The first use of the term behavior modification appears to have been by Edward Thorndike in 1911. His article Provisional Laws of Acquired Behavior or Learning makes frequent use of the term "modifying behavior". Through early research in the 1940s and the 1950s the term was used by Joseph Wolpe's research group. The experimental tradition in clinical psychology used it to refer to psycho-therapeutic techniques derived from empirical research. It has since come to refer mainly to techniques for increasing adaptive behavior through reinforcement and decreasing maladaptive behavior through extinction or punishment (with emphasis on the former). Emphasizing the empirical roots of behavior modification, some authors consider it to be broader in scope and to subsume the other two categories of behavior change methods.

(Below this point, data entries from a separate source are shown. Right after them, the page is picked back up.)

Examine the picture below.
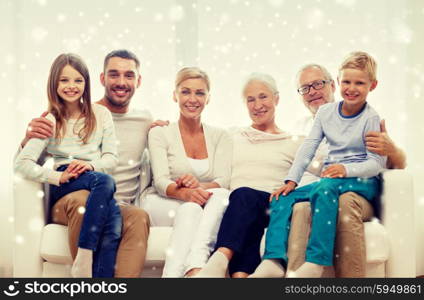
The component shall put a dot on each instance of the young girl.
(83, 147)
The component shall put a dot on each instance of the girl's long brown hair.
(57, 106)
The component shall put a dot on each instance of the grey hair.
(266, 79)
(327, 74)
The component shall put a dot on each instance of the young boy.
(348, 167)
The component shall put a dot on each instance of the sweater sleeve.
(223, 159)
(109, 153)
(306, 152)
(158, 149)
(374, 163)
(26, 161)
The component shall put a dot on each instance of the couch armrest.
(398, 219)
(29, 222)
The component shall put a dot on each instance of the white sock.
(83, 264)
(307, 270)
(216, 267)
(268, 268)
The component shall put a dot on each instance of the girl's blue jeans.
(324, 198)
(102, 222)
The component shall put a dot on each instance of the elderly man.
(316, 87)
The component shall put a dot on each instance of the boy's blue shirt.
(346, 142)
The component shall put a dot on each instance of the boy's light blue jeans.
(102, 222)
(324, 198)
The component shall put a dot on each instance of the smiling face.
(120, 79)
(261, 103)
(192, 95)
(71, 84)
(354, 86)
(315, 98)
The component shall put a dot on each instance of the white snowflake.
(176, 13)
(276, 3)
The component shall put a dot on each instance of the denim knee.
(105, 181)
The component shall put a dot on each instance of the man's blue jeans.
(102, 223)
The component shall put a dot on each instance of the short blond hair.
(360, 60)
(191, 73)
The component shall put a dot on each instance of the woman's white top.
(199, 166)
(169, 160)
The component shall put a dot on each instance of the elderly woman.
(263, 155)
(191, 171)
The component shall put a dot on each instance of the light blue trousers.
(324, 198)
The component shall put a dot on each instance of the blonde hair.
(191, 73)
(360, 60)
(57, 106)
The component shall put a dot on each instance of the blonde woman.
(191, 164)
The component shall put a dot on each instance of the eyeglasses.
(317, 85)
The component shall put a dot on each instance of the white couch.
(42, 250)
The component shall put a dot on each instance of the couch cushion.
(376, 242)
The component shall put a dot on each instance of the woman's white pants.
(195, 229)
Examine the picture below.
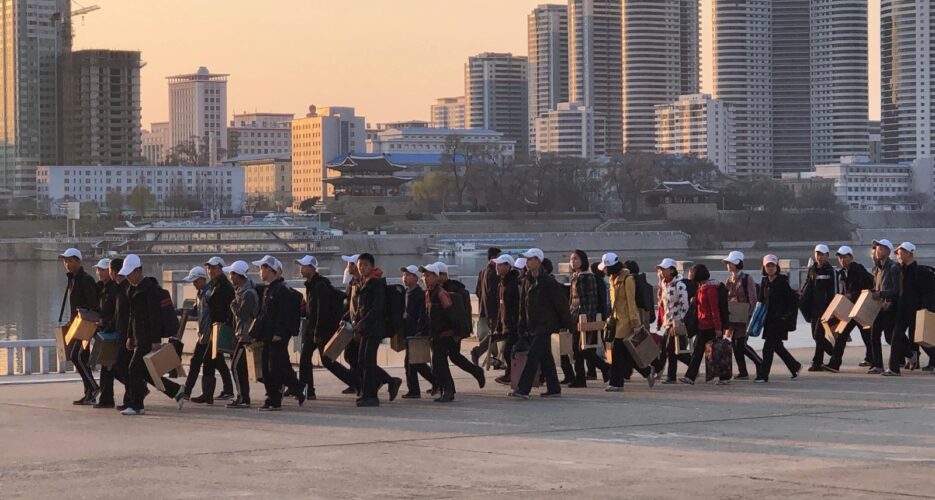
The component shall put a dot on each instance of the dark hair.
(632, 266)
(700, 273)
(584, 259)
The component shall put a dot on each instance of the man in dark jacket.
(368, 317)
(144, 331)
(818, 291)
(853, 278)
(323, 311)
(273, 328)
(543, 311)
(82, 293)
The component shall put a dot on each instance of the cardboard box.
(924, 334)
(561, 346)
(254, 356)
(642, 348)
(83, 327)
(222, 339)
(738, 312)
(161, 361)
(839, 308)
(865, 310)
(339, 341)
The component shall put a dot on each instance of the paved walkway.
(848, 435)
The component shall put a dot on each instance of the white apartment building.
(317, 138)
(217, 187)
(252, 134)
(570, 130)
(697, 125)
(198, 111)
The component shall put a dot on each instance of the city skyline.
(419, 56)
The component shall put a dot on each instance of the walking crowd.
(607, 319)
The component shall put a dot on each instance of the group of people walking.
(521, 305)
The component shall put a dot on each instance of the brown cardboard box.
(642, 348)
(865, 309)
(83, 327)
(339, 341)
(561, 345)
(925, 328)
(161, 361)
(420, 350)
(254, 358)
(839, 308)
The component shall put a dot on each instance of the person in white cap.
(145, 329)
(781, 317)
(543, 311)
(324, 309)
(273, 327)
(742, 289)
(853, 279)
(244, 308)
(82, 294)
(818, 291)
(886, 289)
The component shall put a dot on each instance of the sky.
(387, 58)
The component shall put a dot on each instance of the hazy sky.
(388, 58)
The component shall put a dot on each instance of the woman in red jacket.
(709, 320)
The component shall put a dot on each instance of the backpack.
(395, 308)
(168, 319)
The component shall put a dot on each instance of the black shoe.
(394, 385)
(203, 400)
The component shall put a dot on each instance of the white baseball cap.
(534, 252)
(308, 260)
(71, 253)
(238, 267)
(195, 273)
(270, 262)
(504, 259)
(431, 268)
(607, 260)
(667, 263)
(130, 263)
(734, 258)
(215, 261)
(909, 247)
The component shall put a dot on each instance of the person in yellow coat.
(624, 320)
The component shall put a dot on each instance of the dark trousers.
(882, 326)
(239, 372)
(412, 375)
(776, 346)
(372, 376)
(138, 376)
(278, 372)
(79, 357)
(306, 373)
(202, 361)
(822, 346)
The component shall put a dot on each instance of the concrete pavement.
(846, 435)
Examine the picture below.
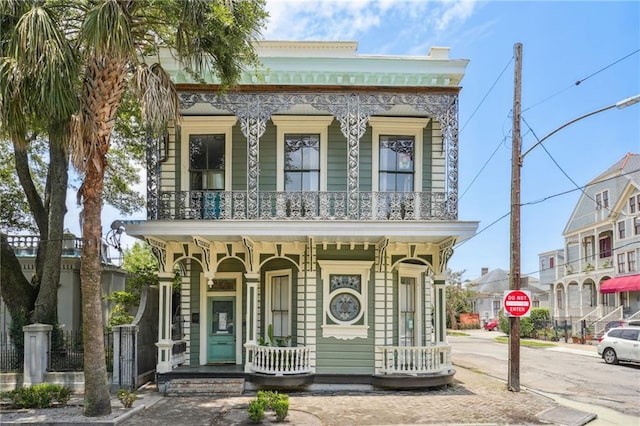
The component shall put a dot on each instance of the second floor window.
(206, 162)
(302, 162)
(621, 229)
(396, 171)
(621, 263)
(602, 200)
(605, 247)
(634, 204)
(631, 261)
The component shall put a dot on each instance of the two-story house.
(600, 279)
(311, 212)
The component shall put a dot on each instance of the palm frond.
(47, 62)
(107, 30)
(158, 95)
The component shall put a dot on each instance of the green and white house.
(311, 211)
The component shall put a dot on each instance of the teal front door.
(221, 329)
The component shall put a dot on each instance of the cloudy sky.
(594, 43)
(564, 42)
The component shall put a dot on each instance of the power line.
(483, 167)
(486, 94)
(577, 83)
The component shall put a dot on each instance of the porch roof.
(343, 232)
(621, 284)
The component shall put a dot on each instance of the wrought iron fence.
(11, 359)
(68, 354)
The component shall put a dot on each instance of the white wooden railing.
(278, 361)
(414, 360)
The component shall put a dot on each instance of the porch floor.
(220, 371)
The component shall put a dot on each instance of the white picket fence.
(414, 360)
(278, 361)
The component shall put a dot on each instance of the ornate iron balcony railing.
(225, 205)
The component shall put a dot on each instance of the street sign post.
(517, 303)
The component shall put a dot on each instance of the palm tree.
(114, 38)
(213, 35)
(38, 75)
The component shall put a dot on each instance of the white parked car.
(620, 344)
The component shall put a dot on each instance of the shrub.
(256, 410)
(281, 407)
(39, 396)
(269, 400)
(126, 398)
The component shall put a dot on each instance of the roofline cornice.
(261, 88)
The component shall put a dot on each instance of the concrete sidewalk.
(474, 399)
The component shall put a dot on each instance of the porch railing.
(225, 205)
(414, 360)
(278, 361)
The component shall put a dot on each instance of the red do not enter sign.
(517, 303)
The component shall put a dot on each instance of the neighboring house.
(491, 286)
(69, 295)
(314, 208)
(599, 279)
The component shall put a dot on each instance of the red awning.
(620, 284)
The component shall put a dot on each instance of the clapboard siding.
(238, 159)
(336, 159)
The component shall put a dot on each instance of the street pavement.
(474, 399)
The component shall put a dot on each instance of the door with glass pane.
(407, 295)
(221, 329)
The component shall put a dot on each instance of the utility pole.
(513, 382)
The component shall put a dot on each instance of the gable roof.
(616, 180)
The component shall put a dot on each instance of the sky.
(577, 57)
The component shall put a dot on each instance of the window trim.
(397, 126)
(268, 317)
(211, 125)
(415, 272)
(304, 124)
(345, 331)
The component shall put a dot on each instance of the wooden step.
(205, 387)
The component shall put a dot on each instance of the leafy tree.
(79, 58)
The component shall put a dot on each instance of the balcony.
(233, 205)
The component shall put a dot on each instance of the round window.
(345, 307)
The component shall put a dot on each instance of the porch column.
(251, 316)
(37, 339)
(253, 280)
(165, 342)
(440, 312)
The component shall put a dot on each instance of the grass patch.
(456, 333)
(527, 343)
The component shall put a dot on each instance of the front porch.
(289, 368)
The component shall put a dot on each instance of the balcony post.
(165, 342)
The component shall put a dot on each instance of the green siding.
(366, 147)
(427, 157)
(275, 265)
(268, 155)
(238, 160)
(354, 356)
(336, 159)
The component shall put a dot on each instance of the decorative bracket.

In recent years, the concept of punishment has had many critics, though these criticisms tend not to apply to negative punishment (time-outs) and usually apply to the addition of some aversive event. The use of positive punishment by board certified behavior analysts is restricted to extreme circumstances when all other forms of treatment have failed and when the behavior to be modified is a danger to the person or to others (see professional practice of behavior analysis). In clinical settings positive punishment is usually restricted to using a spray bottle filled with water as an aversive event. When misused, more aversive punishment can lead to affective (emotional) disorders, as well as to the receiver of the punishment increasingly trying to avoid the punishment (i.e., "not get caught").